Re: Final Solution of the Aquatic Question
- From: Andrew Nowicki <andrew@xxxxxxxxxx>
- Date: Tue, 26 Jul 2005 01:24:05 +0200
Andrew Nowicki wrote:
> You believe that apiths are not our ancestors.
> I believe that they are our ancestors.
Marc Verhaegen wrote:
> Yes, but I have arguments
> http://allserv.rug.ac.be/~mvaneech/Fil/Verhaegen_Human_Evolution.html :-)
Your claim that apiths were more like pongids
than like us does not prove anything, even if
it is true. There are only two ways to prove
your point of view:
- prove that we have more in common with the
pongids than with the apiths
- find bones of hominids that were more similar
to us than the apiths and lived at the same
time as the apiths
Marc Verhaegen wrote:
> AAT says that some time after the Homo-Pan split 7-4 Ma, our ancestors
> were seaside omnivores who collected coconuts, fruits, bird eggs,
> turtles, shell-, crayfish, algae...
Andrew Nowicki wrote:
> There is no reason to believe that bipedal hominids were
> better suited for collecting this food than quadrupedal monkeys.
Marc Verhaegen wrote:
> Please try to be relevant. I'm talking about H/P differences.

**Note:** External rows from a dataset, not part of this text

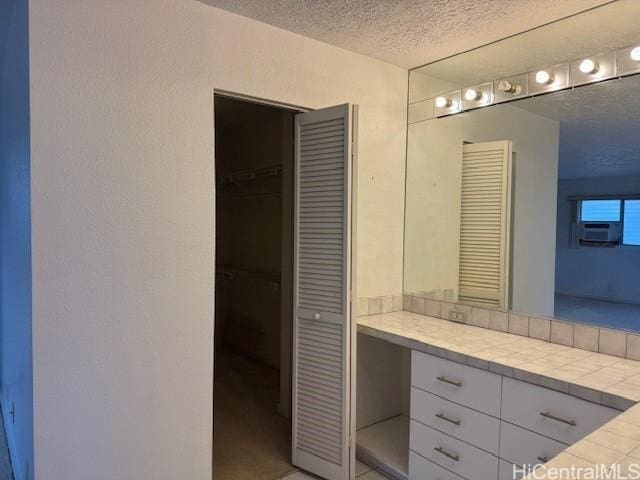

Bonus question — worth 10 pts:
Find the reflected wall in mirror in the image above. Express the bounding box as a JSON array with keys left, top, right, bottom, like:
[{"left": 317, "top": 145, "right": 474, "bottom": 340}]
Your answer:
[{"left": 404, "top": 1, "right": 640, "bottom": 331}]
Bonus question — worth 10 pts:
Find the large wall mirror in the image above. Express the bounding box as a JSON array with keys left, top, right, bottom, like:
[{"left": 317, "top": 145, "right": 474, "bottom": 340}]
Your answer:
[{"left": 404, "top": 0, "right": 640, "bottom": 331}]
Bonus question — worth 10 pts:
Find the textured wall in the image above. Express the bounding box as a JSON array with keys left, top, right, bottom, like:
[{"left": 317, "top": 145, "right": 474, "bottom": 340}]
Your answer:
[
  {"left": 0, "top": 0, "right": 33, "bottom": 480},
  {"left": 30, "top": 0, "right": 407, "bottom": 480}
]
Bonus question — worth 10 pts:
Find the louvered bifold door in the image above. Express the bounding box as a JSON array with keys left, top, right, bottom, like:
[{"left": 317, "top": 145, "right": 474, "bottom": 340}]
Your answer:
[
  {"left": 458, "top": 140, "right": 512, "bottom": 308},
  {"left": 293, "top": 105, "right": 355, "bottom": 480}
]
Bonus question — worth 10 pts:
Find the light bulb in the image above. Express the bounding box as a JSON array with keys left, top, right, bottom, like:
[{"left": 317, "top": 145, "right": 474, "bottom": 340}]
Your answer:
[
  {"left": 536, "top": 70, "right": 553, "bottom": 85},
  {"left": 436, "top": 97, "right": 451, "bottom": 108},
  {"left": 579, "top": 58, "right": 598, "bottom": 74},
  {"left": 498, "top": 80, "right": 522, "bottom": 94},
  {"left": 464, "top": 88, "right": 482, "bottom": 102}
]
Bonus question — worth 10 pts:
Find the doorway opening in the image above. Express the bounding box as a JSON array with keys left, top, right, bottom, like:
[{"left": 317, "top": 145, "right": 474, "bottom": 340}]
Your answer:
[{"left": 213, "top": 94, "right": 298, "bottom": 480}]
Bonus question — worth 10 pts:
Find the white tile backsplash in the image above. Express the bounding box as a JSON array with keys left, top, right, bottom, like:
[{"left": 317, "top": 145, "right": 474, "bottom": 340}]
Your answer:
[{"left": 364, "top": 291, "right": 640, "bottom": 362}]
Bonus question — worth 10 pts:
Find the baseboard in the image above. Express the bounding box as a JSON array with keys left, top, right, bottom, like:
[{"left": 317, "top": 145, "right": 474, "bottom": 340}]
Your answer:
[{"left": 0, "top": 402, "right": 25, "bottom": 480}]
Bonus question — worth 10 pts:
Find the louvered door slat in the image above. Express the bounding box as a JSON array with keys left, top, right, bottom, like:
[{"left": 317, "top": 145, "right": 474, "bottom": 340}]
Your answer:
[
  {"left": 293, "top": 105, "right": 355, "bottom": 480},
  {"left": 458, "top": 141, "right": 512, "bottom": 308}
]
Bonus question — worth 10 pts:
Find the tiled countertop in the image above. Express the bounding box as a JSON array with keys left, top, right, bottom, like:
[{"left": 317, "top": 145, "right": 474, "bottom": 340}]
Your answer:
[{"left": 358, "top": 312, "right": 640, "bottom": 480}]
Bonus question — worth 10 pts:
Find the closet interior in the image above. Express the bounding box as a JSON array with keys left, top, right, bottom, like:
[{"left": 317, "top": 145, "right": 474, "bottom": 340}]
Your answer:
[{"left": 213, "top": 95, "right": 295, "bottom": 480}]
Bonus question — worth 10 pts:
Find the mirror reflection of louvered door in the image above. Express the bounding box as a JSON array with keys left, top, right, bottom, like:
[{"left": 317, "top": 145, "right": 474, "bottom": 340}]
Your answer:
[
  {"left": 458, "top": 140, "right": 512, "bottom": 308},
  {"left": 292, "top": 105, "right": 356, "bottom": 480}
]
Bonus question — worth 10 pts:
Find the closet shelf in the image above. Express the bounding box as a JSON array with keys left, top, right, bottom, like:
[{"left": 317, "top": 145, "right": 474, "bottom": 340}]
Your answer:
[
  {"left": 217, "top": 164, "right": 282, "bottom": 187},
  {"left": 216, "top": 265, "right": 281, "bottom": 286}
]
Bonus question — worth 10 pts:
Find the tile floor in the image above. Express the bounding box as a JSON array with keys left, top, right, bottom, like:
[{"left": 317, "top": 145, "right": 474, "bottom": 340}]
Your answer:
[{"left": 281, "top": 460, "right": 388, "bottom": 480}]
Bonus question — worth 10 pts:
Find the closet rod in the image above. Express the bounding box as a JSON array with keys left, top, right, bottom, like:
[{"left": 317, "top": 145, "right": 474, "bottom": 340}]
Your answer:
[{"left": 218, "top": 163, "right": 282, "bottom": 186}]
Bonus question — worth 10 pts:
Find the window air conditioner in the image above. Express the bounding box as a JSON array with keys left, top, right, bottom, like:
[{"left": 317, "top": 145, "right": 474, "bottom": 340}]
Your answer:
[{"left": 578, "top": 222, "right": 621, "bottom": 243}]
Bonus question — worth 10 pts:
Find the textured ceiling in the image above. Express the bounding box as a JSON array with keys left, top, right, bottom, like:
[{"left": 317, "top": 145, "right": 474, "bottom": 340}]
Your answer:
[
  {"left": 513, "top": 75, "right": 640, "bottom": 178},
  {"left": 200, "top": 0, "right": 610, "bottom": 68}
]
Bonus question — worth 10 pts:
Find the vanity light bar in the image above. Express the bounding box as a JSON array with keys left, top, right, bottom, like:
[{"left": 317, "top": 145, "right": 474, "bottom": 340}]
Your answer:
[{"left": 432, "top": 44, "right": 640, "bottom": 118}]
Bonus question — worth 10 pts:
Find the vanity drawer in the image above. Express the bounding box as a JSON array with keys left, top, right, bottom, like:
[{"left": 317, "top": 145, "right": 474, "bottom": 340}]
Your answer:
[
  {"left": 409, "top": 452, "right": 462, "bottom": 480},
  {"left": 500, "top": 422, "right": 568, "bottom": 465},
  {"left": 409, "top": 420, "right": 498, "bottom": 480},
  {"left": 502, "top": 378, "right": 620, "bottom": 445},
  {"left": 411, "top": 351, "right": 502, "bottom": 417},
  {"left": 411, "top": 387, "right": 500, "bottom": 455}
]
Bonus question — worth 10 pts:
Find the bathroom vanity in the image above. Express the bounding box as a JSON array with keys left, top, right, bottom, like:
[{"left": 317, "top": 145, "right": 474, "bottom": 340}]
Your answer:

?? I do not understand what you mean - hominid/pongid?
H/P means Helwett Packard to me.
(Do not use abbreviations unless you define them.)
Pongids can collect this food as well as bipedal hominids.
> AAT s.s., you mean?
Do you mean Schutzstaffel, social security, supersonic,
or sunday school?
Andrew Nowicki wrote:
> - stick tools, hard work, secure shelters, digging edible tubers,
Marc Verhaegen wrote:
> Fairy tales without evidence.
Nobody doubts that it happened, but it is not
clear when it happened.
Andrew Nowicki wrote:
> sweating and hairlessness, about 2.9-4.3 Mya
Marc Verhaegen wrote:
> Sweat & hair fossilise??
No, but there is genetic evidence that hairlessness
is at least 1.2 million years old.
> - firestick hunting, about 2.4-2.9 Mya
Marc Verhaegen wrote:
> No good evidence AFAIK.
The only evidence is dry climate in Africa at that time,
presence of Australopithecus africanus in dry habitats,
and presence of carbon-13 in Australopithecus africanus
bones. Carbon-13 probably means that Australopithecus
africanus ate cooked meat - we talked about that already.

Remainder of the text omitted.